Wenn irgendwo ganz weit vorne auf der Netz-Avantgarde-Welle ein Rasta surfte, dann handelte es sich mit ziemlicher Sicherheit um den Digital-Pionier Jaron Lanier. Zahllose eingeritzte Kerben zieren die Rückseite seines Smartphones – eine für jedes selbst erfundene Buzzword, und dazu gehören in Jarons Fall Heavyweights wie „Virtual Reality“ (ja, das stammt von ihm) oder „Schwarmintelligenz“. Die Rastazöpfe sind zwar länger geworden, aber der einstmalig affirmative Optimismus hat sich nahezu in sein Gegenteil verkehrt. Dieser Tage spricht Lanier im FAZ-Interview lieber Ende des digitalen Maoismus und vom „digitalen Mob“.

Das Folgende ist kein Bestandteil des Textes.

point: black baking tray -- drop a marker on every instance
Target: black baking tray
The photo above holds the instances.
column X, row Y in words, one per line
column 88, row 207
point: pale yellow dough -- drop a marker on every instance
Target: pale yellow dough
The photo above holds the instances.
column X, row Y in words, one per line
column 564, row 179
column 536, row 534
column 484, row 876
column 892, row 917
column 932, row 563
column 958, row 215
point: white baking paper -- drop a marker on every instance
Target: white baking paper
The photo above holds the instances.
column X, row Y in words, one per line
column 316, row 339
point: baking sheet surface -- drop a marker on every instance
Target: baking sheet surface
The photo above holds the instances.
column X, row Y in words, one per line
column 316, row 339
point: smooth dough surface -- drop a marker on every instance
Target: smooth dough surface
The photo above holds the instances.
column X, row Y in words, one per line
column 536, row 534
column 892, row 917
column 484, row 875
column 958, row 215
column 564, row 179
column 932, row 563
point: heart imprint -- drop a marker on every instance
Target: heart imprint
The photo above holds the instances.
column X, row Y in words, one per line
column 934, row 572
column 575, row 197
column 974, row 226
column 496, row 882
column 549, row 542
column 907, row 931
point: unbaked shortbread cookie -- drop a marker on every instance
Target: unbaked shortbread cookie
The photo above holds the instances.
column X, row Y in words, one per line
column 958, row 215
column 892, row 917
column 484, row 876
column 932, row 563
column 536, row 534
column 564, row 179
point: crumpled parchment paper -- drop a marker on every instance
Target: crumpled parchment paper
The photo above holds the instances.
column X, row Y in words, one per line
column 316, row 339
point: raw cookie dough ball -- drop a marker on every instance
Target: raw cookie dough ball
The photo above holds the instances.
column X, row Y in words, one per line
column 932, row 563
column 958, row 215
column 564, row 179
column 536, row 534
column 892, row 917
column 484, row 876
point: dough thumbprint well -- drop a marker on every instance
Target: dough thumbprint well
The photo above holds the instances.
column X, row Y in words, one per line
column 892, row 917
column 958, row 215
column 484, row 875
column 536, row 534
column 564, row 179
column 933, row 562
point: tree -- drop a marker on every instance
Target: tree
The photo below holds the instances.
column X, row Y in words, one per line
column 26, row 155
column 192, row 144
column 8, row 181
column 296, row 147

Er sieht im gegenwärtigen Status des Internet nämlich alles andere als die technologische Verwirklichung der alten Versprechung des „freien Zugangs für alle“. Der habe sich, so Lanier, in eine beispiellose Ausbeutung von Kreativen gewandelt:

Ich bin unter anderem zu dem ziemlich verstörenden Schluss gekommen, dass das Phantasiebild von den Musikern, Journalisten, Geistesarbeitern, die zwar durch file sharing und soziale Netzwerke ökonomisch in Bedrängnis gerieten, aber so auch neue Geldquellen aufspürten, falsch ist. Viele Leute geben immer noch vor, dass dies jetzt geschieht, weil sie an die vorherrschende Ideologie glauben, aber die Daten widersprechen ihnen.

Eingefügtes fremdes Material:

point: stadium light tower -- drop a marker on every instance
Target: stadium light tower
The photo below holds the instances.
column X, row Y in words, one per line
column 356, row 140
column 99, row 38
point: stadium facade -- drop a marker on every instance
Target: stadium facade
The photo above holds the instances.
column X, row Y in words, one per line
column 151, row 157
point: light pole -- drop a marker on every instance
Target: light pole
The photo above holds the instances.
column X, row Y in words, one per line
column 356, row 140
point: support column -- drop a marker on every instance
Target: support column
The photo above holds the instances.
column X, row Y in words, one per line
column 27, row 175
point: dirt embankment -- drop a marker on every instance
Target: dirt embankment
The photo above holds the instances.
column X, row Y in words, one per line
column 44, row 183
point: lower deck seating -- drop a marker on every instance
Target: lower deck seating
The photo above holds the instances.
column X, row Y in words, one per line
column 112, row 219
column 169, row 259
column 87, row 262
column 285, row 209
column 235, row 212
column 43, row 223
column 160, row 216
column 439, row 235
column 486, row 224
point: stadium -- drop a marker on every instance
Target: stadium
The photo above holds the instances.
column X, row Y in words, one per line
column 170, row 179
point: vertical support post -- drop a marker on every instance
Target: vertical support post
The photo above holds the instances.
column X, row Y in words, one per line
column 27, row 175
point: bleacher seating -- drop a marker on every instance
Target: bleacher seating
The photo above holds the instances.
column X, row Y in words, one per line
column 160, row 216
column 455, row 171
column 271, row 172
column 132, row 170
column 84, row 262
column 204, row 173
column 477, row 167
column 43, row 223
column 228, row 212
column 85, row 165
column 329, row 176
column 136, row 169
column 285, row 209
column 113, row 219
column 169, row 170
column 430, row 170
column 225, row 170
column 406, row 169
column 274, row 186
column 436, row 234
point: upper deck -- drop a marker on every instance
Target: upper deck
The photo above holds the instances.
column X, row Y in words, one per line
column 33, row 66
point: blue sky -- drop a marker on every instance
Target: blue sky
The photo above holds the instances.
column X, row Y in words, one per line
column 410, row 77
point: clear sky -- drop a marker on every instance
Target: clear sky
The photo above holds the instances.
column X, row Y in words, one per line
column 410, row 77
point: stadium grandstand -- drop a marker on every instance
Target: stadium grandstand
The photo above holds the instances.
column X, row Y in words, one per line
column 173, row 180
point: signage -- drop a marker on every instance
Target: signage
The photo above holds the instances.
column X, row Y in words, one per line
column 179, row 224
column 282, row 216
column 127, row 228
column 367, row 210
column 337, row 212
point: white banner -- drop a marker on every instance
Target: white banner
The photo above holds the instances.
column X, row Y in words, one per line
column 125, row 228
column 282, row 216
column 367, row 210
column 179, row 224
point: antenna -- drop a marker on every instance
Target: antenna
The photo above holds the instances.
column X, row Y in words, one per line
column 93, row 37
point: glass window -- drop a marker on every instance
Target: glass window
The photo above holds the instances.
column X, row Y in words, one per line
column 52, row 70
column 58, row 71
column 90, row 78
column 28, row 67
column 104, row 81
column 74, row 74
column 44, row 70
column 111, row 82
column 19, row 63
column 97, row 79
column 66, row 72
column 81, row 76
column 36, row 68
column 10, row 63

Als Lösung des gegenwärtigen Dilemmas, dass alte Einkommensmodell wegbrechen, während Ersatz nicht in Sicht ist, greift Lanier auf einen Klassiker zurück: Ted „Xanadu“ Nelson, geistiger Vater des Konzepts Hypertext, schlug schon in den 60ern ein System-immanentes Micro-Payment Verfahren vor. Dieses dürfe aber nicht von einer einzelnen Firma, sondern müsse zwischenstaatlich entworfen werden und damit universell gültig.

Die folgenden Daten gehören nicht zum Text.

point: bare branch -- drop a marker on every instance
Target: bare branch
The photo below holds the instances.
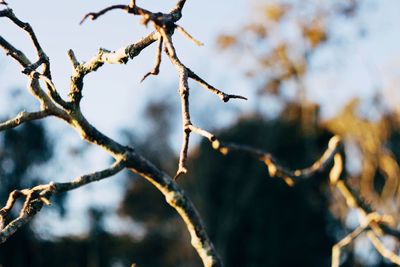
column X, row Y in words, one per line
column 336, row 249
column 223, row 96
column 23, row 117
column 39, row 195
column 156, row 68
column 382, row 249
column 92, row 177
column 187, row 35
column 95, row 15
column 121, row 56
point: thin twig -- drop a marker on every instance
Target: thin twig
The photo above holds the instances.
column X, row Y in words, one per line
column 187, row 35
column 156, row 68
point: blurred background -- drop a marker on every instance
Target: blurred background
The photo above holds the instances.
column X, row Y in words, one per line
column 311, row 69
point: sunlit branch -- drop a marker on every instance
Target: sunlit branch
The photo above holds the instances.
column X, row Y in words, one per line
column 39, row 195
column 121, row 56
column 336, row 249
column 156, row 68
column 187, row 35
column 382, row 249
column 22, row 117
column 223, row 96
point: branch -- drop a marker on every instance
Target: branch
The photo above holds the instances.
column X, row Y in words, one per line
column 156, row 68
column 121, row 56
column 39, row 195
column 24, row 61
column 22, row 117
column 223, row 96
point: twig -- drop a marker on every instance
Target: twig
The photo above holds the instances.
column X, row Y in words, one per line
column 22, row 117
column 95, row 15
column 156, row 68
column 187, row 35
column 223, row 96
column 39, row 195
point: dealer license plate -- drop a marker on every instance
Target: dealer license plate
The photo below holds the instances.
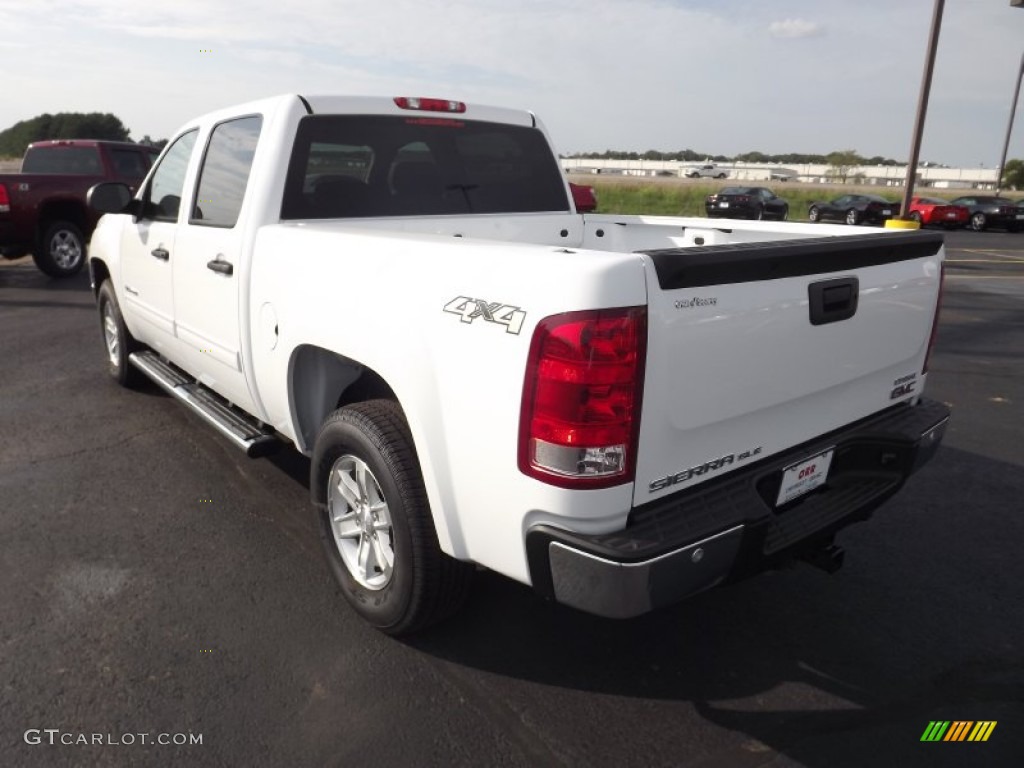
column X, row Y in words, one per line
column 804, row 477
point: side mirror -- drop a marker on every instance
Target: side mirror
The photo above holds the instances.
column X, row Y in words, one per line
column 112, row 197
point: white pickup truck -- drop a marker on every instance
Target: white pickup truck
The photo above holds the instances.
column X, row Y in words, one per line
column 619, row 411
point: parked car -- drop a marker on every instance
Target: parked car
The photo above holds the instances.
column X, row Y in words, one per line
column 584, row 198
column 939, row 212
column 43, row 210
column 987, row 211
column 381, row 316
column 708, row 170
column 747, row 203
column 854, row 209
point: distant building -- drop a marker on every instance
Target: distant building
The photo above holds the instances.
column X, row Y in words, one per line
column 939, row 178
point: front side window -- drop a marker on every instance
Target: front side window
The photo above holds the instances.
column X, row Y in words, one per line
column 164, row 194
column 224, row 174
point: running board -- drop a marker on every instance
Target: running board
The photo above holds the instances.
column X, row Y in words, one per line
column 245, row 431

Denn der Preis der Offenheit dürfe nicht die Entrechtung von Individuen sein, so Lanier, der sich mittlerweile offensichtlich in der Rolle des Robin Hood ganz gut gefällt. Ich denke keineswegs, dass die angesprochene Problematik auf das Fehlen eines Zahlungssystems zurück zu führen ist und schon gar nicht, dass Kreativität notwendigerweise ans ökonomische System rückgebunden sein muss. Ausgesprochen originell finde ich dagegen Jaron Laniers Urteil über Facebook und Co.:

Websites, die ich am meisten kritisiere, sind zufällig auch jene, die nicht profitabel sind. Sie bieten Mash-ups an, bei denen die individuelle Stimme nicht mehr zu hören ist: Facebook, Twitter, Wikipedia. Gut, sie sind nicht alle gleich schlimm, Wikipedia ist schlimmer als Facebook, aber keine von ihnen hat einen Profit vorzuweisen. Wikipedia ist gemeinnützig, Twitter und Facebook versuchen profitabel zu sein, können es aber nicht über triviale Summen hinaus. Ihre Existenz verdanken sie ideologischen Gründen, aber als Firmen sind sie gescheitert.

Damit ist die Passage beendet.